Doomsday Approaching…

August 1, 2008

     It’s coming, sneaking up on me like quicksand.  The theme to Jaws is playing in my head. I was feeling like a bad mom, but then I started asking other moms if they felt the same way.  The feeling seems to be universal.  What am I referring to, you ask?  The fact that summer is almost over (at least for us Floridians, where for unknown, inane reasons, school starts in the middle of August).  Growing up in New England, summer didn’t really end until the day after Labor Day…that’s still another 5-6 weeks of summer, by my calcs., but here in FL. school starts in 2.5 weeks.  YIKES!  Holy ickiness!! 

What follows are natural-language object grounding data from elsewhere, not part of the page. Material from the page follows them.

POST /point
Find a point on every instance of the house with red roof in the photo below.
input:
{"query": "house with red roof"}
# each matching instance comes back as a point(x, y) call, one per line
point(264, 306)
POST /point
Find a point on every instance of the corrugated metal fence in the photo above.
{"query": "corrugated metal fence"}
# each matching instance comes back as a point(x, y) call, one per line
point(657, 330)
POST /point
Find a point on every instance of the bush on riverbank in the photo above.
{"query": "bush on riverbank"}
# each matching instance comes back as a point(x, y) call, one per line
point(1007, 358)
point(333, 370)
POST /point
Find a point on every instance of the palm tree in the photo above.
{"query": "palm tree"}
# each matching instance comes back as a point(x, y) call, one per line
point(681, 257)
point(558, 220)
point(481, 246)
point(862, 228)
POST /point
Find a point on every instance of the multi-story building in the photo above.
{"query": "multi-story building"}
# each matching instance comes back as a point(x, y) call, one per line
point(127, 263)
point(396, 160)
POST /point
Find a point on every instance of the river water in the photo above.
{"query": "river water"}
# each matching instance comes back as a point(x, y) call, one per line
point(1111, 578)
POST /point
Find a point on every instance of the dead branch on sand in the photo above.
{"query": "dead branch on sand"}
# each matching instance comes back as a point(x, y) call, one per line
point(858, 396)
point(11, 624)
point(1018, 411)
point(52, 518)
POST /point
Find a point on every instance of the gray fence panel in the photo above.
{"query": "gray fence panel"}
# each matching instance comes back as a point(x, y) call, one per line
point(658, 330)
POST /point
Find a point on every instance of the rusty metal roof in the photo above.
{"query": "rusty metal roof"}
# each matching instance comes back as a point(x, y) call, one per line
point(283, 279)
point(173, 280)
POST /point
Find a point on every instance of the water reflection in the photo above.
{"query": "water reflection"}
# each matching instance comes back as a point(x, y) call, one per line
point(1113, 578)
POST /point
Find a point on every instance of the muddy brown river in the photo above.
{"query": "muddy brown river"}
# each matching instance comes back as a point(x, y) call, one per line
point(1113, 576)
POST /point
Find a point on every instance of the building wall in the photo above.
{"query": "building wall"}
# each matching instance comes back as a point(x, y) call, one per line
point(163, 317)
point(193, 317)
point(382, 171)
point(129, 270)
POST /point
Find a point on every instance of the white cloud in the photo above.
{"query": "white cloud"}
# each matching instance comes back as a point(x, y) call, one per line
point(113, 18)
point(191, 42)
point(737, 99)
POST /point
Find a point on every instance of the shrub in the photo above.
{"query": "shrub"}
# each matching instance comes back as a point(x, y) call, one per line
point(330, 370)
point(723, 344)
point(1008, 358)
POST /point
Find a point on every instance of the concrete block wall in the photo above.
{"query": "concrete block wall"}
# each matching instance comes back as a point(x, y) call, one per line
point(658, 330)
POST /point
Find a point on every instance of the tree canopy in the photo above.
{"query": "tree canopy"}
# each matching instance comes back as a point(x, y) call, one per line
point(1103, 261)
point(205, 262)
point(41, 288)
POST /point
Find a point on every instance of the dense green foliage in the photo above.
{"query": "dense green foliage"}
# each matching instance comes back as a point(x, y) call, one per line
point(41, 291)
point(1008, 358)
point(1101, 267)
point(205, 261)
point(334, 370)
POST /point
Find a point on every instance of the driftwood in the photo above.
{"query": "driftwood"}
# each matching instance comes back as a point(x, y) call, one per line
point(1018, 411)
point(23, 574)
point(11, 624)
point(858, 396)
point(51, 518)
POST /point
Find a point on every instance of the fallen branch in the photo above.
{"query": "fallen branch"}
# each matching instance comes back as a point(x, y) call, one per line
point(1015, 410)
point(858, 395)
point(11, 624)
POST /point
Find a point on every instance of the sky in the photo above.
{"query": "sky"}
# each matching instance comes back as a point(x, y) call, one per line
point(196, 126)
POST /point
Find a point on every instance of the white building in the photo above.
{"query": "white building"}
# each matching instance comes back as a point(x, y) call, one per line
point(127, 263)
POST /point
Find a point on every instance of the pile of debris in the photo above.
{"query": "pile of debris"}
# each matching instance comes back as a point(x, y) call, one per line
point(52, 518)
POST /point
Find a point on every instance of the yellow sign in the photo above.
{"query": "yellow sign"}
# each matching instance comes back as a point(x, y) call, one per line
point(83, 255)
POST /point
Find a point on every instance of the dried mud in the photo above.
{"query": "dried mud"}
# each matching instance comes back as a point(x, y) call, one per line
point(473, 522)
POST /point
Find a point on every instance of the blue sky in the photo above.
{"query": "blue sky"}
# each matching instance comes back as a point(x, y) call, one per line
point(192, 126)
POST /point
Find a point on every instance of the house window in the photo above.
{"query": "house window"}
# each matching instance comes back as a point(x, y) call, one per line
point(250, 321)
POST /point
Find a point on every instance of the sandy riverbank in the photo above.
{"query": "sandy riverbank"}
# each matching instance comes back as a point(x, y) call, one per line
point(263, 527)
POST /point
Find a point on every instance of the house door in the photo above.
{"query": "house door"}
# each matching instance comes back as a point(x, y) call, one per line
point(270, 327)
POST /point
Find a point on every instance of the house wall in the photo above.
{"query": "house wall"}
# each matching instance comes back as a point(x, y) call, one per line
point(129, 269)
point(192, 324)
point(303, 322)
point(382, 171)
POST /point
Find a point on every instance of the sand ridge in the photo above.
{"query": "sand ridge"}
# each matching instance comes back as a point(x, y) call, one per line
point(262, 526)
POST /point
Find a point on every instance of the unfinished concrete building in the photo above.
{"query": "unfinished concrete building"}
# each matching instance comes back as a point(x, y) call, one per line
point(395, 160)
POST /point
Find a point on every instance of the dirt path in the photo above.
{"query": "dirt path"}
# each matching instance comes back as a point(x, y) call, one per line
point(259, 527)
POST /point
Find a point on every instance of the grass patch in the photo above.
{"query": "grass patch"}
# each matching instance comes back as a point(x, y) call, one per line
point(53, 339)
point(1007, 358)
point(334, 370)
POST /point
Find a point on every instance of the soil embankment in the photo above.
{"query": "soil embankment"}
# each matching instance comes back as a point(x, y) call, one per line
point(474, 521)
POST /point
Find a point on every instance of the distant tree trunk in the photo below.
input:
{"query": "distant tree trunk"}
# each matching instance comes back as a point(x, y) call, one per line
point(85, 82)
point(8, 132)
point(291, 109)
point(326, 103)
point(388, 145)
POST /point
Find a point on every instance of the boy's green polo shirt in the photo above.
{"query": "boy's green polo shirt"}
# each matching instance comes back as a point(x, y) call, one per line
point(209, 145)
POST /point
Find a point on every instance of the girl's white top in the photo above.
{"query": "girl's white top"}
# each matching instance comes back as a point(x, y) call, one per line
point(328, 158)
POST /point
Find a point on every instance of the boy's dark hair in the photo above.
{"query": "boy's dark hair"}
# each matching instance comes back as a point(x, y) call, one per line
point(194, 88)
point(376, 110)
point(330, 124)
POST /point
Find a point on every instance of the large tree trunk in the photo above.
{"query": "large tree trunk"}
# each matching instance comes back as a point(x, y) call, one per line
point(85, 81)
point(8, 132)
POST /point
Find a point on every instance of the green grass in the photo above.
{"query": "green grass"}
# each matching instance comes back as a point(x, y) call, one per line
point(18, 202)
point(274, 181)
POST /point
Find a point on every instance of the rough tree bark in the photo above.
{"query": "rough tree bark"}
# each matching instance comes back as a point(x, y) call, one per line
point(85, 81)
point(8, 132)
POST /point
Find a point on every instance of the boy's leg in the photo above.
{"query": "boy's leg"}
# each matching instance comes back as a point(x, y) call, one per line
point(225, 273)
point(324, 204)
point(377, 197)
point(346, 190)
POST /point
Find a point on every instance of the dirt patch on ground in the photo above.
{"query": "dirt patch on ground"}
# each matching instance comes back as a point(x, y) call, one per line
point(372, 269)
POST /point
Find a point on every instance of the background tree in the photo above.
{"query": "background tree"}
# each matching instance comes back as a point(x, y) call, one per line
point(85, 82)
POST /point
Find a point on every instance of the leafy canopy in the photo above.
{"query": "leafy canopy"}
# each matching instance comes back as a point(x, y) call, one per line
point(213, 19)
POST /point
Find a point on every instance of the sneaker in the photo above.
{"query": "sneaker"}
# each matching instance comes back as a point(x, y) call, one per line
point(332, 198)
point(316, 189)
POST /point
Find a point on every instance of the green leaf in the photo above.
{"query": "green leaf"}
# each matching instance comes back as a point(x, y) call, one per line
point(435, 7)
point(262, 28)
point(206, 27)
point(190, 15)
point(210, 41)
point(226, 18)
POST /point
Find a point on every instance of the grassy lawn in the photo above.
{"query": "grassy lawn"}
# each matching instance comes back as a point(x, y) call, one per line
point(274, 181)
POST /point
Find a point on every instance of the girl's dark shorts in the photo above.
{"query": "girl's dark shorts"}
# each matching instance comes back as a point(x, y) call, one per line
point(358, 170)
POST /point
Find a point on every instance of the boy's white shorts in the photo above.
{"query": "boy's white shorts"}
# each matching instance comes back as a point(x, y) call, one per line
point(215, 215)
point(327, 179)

     The late buses, no-show buses, overload of forms to be filled out, fees required for ridiculous things (who the hell ever had to pay for a school locker when we were in school?), lunches and snacks that need to be made everyday because if the kids actually stood in line to buy food, they’d have 3 minutes left of lunchtime to eat the food, kids unhappy with their teachers, homework, afterschool activities up the wazoo, carpooling and shuffling here, there and everywhere, more homework followed by not so warm and loving exchanges between kids and parents, the guilt over not wanting to be a room mom, getting out of bed so early in the morning that it’s still dark out, bedtimes that have to be enforced so our little darlings can wake up somewhat ready to face the school day, etc. etc. etc.

     I’m thinking a tall cocktail is in order for all of us moms, or better yet, a foot massage - that way we’ll all be ready to do that we’re-running-a-few-minutes-late mad dash to the school bus.   You know, that big yellow thing that’s starting to pull away from the curb w/o your kid in it.

Yeah, I know you can relate.

Lactose High

August 1, 2008

What is it about nighttime and ice cream?

     I’m a relatively healthy eater during the day.  I do my share of biking, misc. cardio and working out to hopefully slow down the case of flabbies that I’m starting to see (ok, I’ve been seeing it for years now, cut me some slack), but somewhere between the hours of 9pm – 11pm, the freezer starts calling my name.  And I don’t mean just a faint whisper, I mean a full blown, “YO WOMAN, THERE’S YUMMY MOOSE TRACKS WITH YOUR NAME ALL OVER IT” kind of beckoning.  Hell, scrap beckoning, it’s like an invisible magnetic force and I’m a giant paperclip!  Do you feel me? 

     I’m not the kind of person who starves herself all day, nibbling at a couple of lettuce leaves so that by the time the evening rolls around, I’m simply ravished.  Nope, not my style, so don’t bother to tell me how to better balance my calories and then the sweet, lovely, creamy ice cream (actually frozen yogurt w/ candy in it) won’t seem so desireable.  It is, plain and simple. 

     Truthfully, I’m not looking for a trick or tip so I don’t eat the stuff – I’ve got enough smarts to figure out that I could toss all offending cool goodness down the drain and only buy sugarfree (which we have plenty of anyway) popsicles etc.  I also keep Dibs (those oh-so-cute little 16 calorie per bite) in the freezer, and plenty of nights make it by with only a 3-4 of those sliding down my gullet. 

     My question is this:  If you sit down and devour alot of Healthy Choice ice cream at one sitting (to the point that your bowel tells you it’s time to make a fastbreak for the toilet), at what point is it no longer a HEALTHY CHOICE???